Apesar da estratégia evolutiva, que ajuda a evitar a perda de água, o tempo necessário para adaptação da espécie às mudanças climáticas teria de ser muito maior para contornar o risco premente de extinção que a espécie já enfrenta.
O evento climático que em 2014 secou reservatórios no Sudeste fez com que a população de rãs diminuísse nos anos seguintes. “A perda de uma estação reprodutiva por causa de uma seca extrema afeta essas populações pequenas que estão isoladas em fragmentos florestais. E, para uma espécie que só ocorre em quatro localidades do Brasil, isso é catastrófico”, afirma Ferrante.
Segundo o pesquisador, toda a comunidade de anfíbios da área estudada tem sido impactada pelo clima. Uma nova pesquisa em andamento já mostra outras 20 espécies de anfíbios sofrendo oscilações populacionais.
Caminho das águas
Fato é que o silêncio das rãs diz muito. Por ser um grupo bioindicador — muito sensível ao clima e às mudanças ambientais — os anfíbios sofrem em primeira mão os efeitos que podem repercutir em toda a biodiversidade.
“O clima da Mata Atlântica é o que é por conta dos rios voadores amazônicos”, afirma Ferrante. “O que nós vemos primeiro são as chuvas dessas localidades se formando na costa da África. Então essas chuvas migram pelo Oceano Atlântico, adentram a região Nordeste do Brasil, migram para a região amazônica e a Amazônia vai manter esse ciclo ativo através de evapotranspiração da floresta.”
Com a condensação de vapor muito grande em determinadas áreas, formam-se células de alta pressão de vapor, fenômeno chamado de bomba biótica por alguns cientistas, e isso gera ventos de baixa pressão que carregam a umidade. Conhecidos por rios voadores, estes ventos encontram resistência na Cordilheira dos Andes e se deslocam para o Centro-Oeste, Sudeste e Sul do Brasil, gerando as chuvas.
As espécies da Mata Atlântica são dependentes do ciclo hidrológico promovido pelo Oceano Atlântico e pelos rios voadores amazônicos, sendo, portanto, fortemente impactadas por efeitos combinados de mudanças climáticas e desmatamentos. “Em torno de 30 a 40% das chuvas do Sul e Sudeste do Brasil vêm da região amazônica”, destaca Ferrante.
Anomalias climáticas
Com o aquecimento do planeta, climatologistas apontam para o aumento de catástrofes climáticas, a exemplo das fortes chuvas no último feriado de Carnaval, em 18 de fevereiro, na região de São Sebastião, litoral norte de São Paulo, que bateram o recorde nacional de quase 700 milímetros de águas vertidas em apenas 24 horas.
As mudanças de temperatura dos oceanos, consequência do aquecimento global, têm grande impacto sobre o clima do Sudeste. Segundo o climatologista Philip Fearnside, também autor do estudo, as secas devem piorar no futuro. “Isso aumenta a importância da Amazônia; significa que não tem mais margem para perder a água que vem de lá”, diz ele.

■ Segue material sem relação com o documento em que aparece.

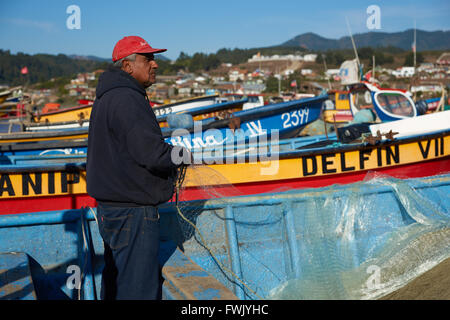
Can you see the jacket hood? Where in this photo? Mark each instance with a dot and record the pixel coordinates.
(116, 78)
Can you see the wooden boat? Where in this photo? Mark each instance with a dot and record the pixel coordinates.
(244, 247)
(289, 118)
(254, 100)
(284, 119)
(213, 111)
(338, 110)
(209, 111)
(73, 114)
(260, 168)
(387, 104)
(185, 104)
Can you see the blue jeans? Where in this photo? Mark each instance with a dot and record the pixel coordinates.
(131, 239)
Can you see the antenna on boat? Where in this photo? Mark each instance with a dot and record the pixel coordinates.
(353, 42)
(326, 69)
(415, 46)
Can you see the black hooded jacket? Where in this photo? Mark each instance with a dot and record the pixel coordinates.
(128, 161)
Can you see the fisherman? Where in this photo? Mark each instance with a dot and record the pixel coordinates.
(130, 171)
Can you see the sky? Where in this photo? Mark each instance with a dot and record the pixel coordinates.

Além da seca de 2014, também nos anos de 2020 e 2021 as chuvas se apresentaram muito abaixo da média histórica. Artigo publicado na revista Nature mostrou que a escassez hídrica no Sul e no Sudeste afetaram a agricultura e a geração de energia, impactando a economia e a população ao elevar o preço de commodities e a conta de luz dos moradores.

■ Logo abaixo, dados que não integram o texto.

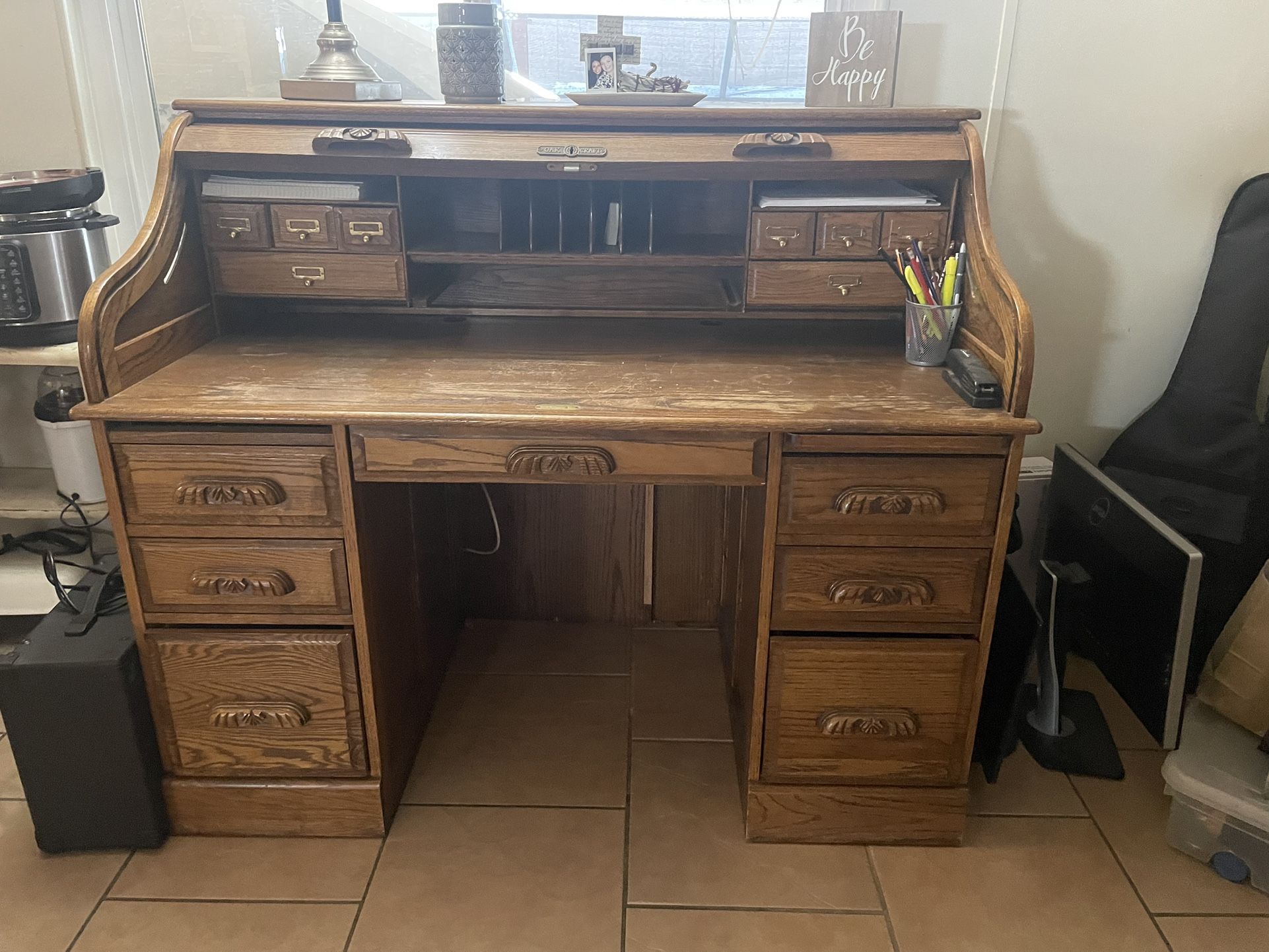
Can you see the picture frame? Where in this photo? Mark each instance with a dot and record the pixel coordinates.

Brecar o desmatamento da Amazônia é uma das medidas para ajudar a regular o ciclo de chuvas. O apelo por desmatamento zero ganha cada vez mais importância diante dos alertas de cientistas sobre o chamado ponto de inflexão, ou de não-retorno, em que a Floresta Amazônica se tornaria de modo definitivo uma savana. Mais de um terço da floresta em pé já sofre algum tipo de degradação, conforme mostrou recente estudo publicado na revista Science.

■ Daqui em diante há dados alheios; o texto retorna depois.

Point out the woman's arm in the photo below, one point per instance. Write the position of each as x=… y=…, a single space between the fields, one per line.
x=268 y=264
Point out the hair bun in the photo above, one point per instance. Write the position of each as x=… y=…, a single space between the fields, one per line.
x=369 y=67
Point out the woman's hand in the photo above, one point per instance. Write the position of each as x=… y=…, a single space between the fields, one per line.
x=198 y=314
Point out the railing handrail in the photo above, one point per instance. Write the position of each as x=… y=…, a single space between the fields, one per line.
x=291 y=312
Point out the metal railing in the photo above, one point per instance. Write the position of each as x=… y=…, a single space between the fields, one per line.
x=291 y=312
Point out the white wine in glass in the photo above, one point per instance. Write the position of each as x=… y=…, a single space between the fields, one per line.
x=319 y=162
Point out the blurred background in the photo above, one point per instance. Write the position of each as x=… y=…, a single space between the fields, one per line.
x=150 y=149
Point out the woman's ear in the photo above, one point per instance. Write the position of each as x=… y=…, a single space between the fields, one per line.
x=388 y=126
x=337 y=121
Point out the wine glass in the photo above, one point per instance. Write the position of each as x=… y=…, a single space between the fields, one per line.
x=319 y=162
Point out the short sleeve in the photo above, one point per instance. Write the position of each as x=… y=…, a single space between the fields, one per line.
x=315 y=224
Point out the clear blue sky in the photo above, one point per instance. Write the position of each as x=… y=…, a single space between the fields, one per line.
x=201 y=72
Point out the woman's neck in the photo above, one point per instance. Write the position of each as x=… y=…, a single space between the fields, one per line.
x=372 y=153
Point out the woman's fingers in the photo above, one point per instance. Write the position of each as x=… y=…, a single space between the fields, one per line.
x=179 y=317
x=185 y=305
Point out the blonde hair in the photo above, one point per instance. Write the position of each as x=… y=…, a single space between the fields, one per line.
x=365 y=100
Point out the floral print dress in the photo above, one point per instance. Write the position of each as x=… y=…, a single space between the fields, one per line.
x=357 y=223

Mais do que apenas rãs, ou a biodiversidade de outros biomas, a savanização da Amazônia — e a consequente diminuição dos rios voadores — poderia também condenar à morte a própria produção de alimento em larga escala no resto do Brasil. A região Centro-Sul, responsável por cerca de 70% do Produto Interno Bruto (PIB) do país, tem seu clima parcialmente controlado pela transferência de umidade da floresta. Sem ela, pouco do que se planta poderia prosperar.